Federal and state lawmakers have raised concerns about ORR’s oversight and care of UACs once they are sent to sponsors and HHS-contracted facilities. Multiple federal and state investigations have found serious deficiencies of ORR oversight, including allegations of sexual abuse of children in HHS/ORR-contracted facilities and losing track of them once they are in the U.S. Several investigative reports identified roughly 100,000 UACs ORR can’t account for within a certain timeframe, meaning the number is likely higher.

At the state level, a Texas-based group has called on the Legislature to enact reforms requiring minimum standards for facilities housing UACs. A Florida grand jury report found the ORR was “facilitating the forced migration, sale, and abuse of foreign children. This process exposes children to horrifying health conditions, constant criminal threat, labor and sex trafficking, robbery, rape and other experiences not done justice by mere words.”

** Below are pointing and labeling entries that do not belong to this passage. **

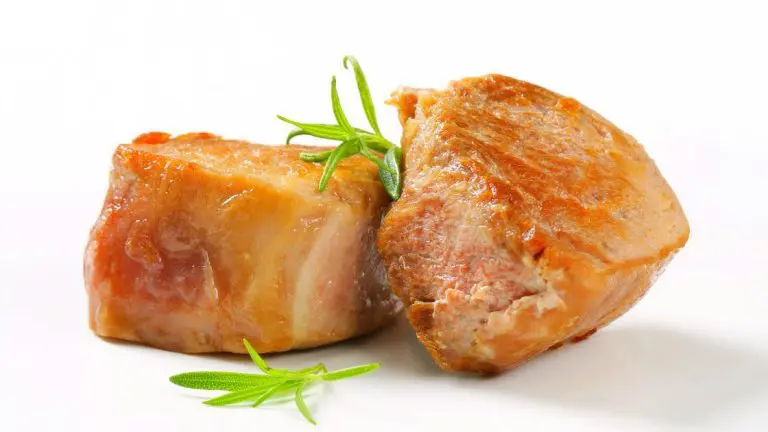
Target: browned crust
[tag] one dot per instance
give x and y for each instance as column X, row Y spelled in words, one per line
column 605, row 223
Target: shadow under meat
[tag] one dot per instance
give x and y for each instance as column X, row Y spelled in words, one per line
column 653, row 373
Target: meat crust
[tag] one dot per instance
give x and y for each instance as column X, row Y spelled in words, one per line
column 526, row 221
column 202, row 242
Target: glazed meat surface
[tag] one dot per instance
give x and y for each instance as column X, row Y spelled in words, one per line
column 202, row 242
column 526, row 221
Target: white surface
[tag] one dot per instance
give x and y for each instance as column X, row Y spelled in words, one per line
column 688, row 80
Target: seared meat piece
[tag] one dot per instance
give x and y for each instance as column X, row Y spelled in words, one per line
column 202, row 242
column 526, row 221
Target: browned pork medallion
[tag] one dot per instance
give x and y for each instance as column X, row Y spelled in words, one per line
column 202, row 242
column 526, row 221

In response to its findings, the Florida Legislature enacted several reforms to increase penalties for human trafficking and oversight of facilities and contractors working with federal agencies to house and transport UACs in Florida. Florida Attorney General Ashley Moody also recently met with members of Congress and led a delegation of AGs imploring Congress to pass legislation to respond to multiple border security issues.

U.S. Rep. Andy Biggs, R-Ariz., attempted to hold the head of the ORR responsible by at least eliminating her salary. Instead, 45 Republicans joined Democrats to defeat him—including one Republican from North Carolina: Chuck Edwards.

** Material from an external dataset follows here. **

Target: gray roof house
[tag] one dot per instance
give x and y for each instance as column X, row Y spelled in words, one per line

Republican U.S. senators called on the heads of ACF and ORR to change their policies to protect UACs. “ORR does not even consider a sponsor’s criminal record, current illegal drug use, history of abuse or neglect, or other child welfare concerns’ necessarily disqualifying to potential sponsorship,” they argued in a recent letter outlining their opposition to current policies.

In fiscal 2022, ORR received $5.5 billion in taxpayer funds to oversee the care of more than 113,000 children nationwide.